Syeikh Ibnu ‘Athaillah As-Sakandary
“Janganlah pencarianmu (doa-doamu) sebagai
sebab untuk diberi sesuatu dari Allah Swt, maka pemahamanmu kepadaNya menjadi sempit. Hendaknya
pencarianmu (doa-doamu) semata untuk menampakkan wujud kehambaan dan menegakkan
Hak-hak KetuhananNya.”
|
Pencarian merupakan arah yang menjadi sebab
terwujudnya kehendak yang harus ada. Pencarian,
usaha, doa, ikhtiar merupakan rangkaian sebab-sebab
menuju apa yang ingin diraih. Termasuk disini
adalah berdo’a
|
Umumnya orang berdoa agar terwujud apa yang
diinginkan. Berikhtiar agar tercapai apa yang
dicita-citakan. Padahal dimaksud Allah Swt
memerintahkan kita berdoa dan berupaya, semata-mata agar eksistensi kehambaan kita yang serta fakir,
serba hina, serba tak berdaya dan lemah muncul terus menerus di hadapanNya. Bukan, agar kita
bisa mewujudkan apa yang kita kehendaki, karena hal demikian bisa memaksa Allah Swt menuruti
kehendak kita.
|
Pemahaman yang sempit tentang Allah Swt, akan
terus menerus berkutat pada sikap seakan-akan Allah-lah yang mengikuti selera kita, bukan
kehendak kita ini akibat kehendakNya, perwujudan yang ada karena kehendakNya, bukan disebabkan oleh
kemauan kita.
|
Ketika manusia berdoa seluruh kehinaan dirinya,
kebutuhan dirinya dan kelemahannya serta
ketakberdayaannya muncul. Itulah hikmah utama
dibalik berdoa. Ketika kita berikhtiar, pada saat
yang sama kita menyadari betapa tak berdayanya
kita. Sebab kalau kita berdaya, pasti tidak perlu lagi ikhtiar dan berjuang.
|
Di sisi lain, kita dituntut untuk terus menerus
menegakkan Hak-hak KetuhananNya, bahwa Allah
berhak disembah, berhak dimohoni pertolongan,
berhak dijadikan andalan dan gantungan, tempat penyerahan diri, berhak dipuji dan dipatuhi,
berhak dengan segala sifat Rububiyahnya yang Maha Mencukupi, Maha Mulia, Maha Kuasa dan Maha
Kuat. Semua harus terus tegak di hadapan kita.

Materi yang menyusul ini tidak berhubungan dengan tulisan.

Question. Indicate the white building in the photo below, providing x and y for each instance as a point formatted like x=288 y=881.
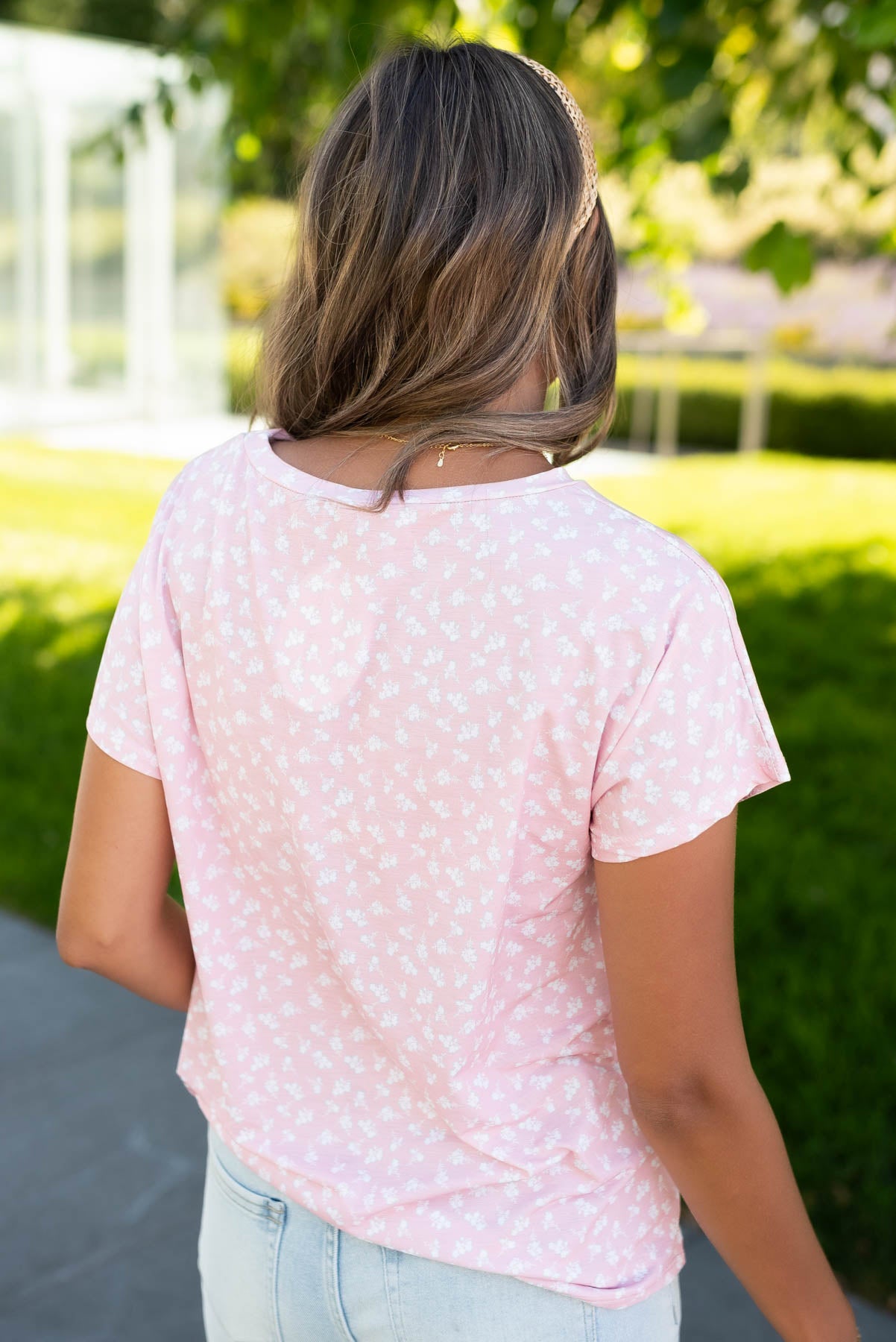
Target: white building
x=110 y=298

Dan itu semua bisa terjadi manakala kehambaan
kita hadir.
|
Ironi-ironi dalam ikhtiar dan doa kita sering
terjadi. Kita lebih memposisikan sebagai “tuhan”,
dengan banyak memerintah Tuhan agar menuruti
kehendak kita, kemauan kita, proyeksi-proyeksi kita. Diam-diam kita menciptakan tuhan dan
berhala dalam jiwa kita, agar dipatuhi oleh Allah Sang Pencipta. Inilah piciknya iman kita kepadaNya,
yang sering memaksaNya sesuai dengan pilihan-pilihan kita, bukan pilihanNya.
|
Karena itu hakikatnya, menjalankan perintah
doa itu lebih utama dibanding terwujudnya doa kita (ijabah). Ikhtiar kita hakikatnya lebih utama
daripada hasil yang kita inginkan. Perjuangan kita hakikatnya lebih utama dibanding kemangan dan
kesuksesannya. Ibadah lebih utama dibading balasan-balasanNya. Karena taat, doa, ikhtiar
itu menjalankan perintahNya. Sedangkan balasan, ijabah, sukses, kemenangan, bukan urusan manusia
dan tidak diperintah olehNya.
|
Banyak orang berdoa, beribadah, berikhtiar,
tetapi bertambah stress dan gelisah. Itu semua
disebabkan oleh niat dan cara pandangnya kepada
Allah Swt yang sempit. Sehingga, bukan qalbunya yang menghadap Allah Swt, tetapi nafsunya.
|
Syeikh Abul Hasan asy-Syadzily, ra berkata:
“Janganlah bagian yang membuatmu senang ketika berdoa, adalah hajat-hajatmu terpenuhi, bukan
kesenangan bermunajat kepada Tuhanmu. Hal demikian bisa menyebabkan anda termasuk orang
yang terhijab.”
|
Bahwa kita ditakdirkan bisa bermunajat kepadaNya,
seharusnya menjadi puncak kebahagiaan kita.
Bukan pada tercapainya hajat kebutuhan kita.
Kenapa kita bisa terhijab? Karena kita kehilangan
Allah Swt, ketika berdoa, karena yang trampak
adalah kebutuhan dan hajat kita, bukan Allah Tempat bermunajat kita.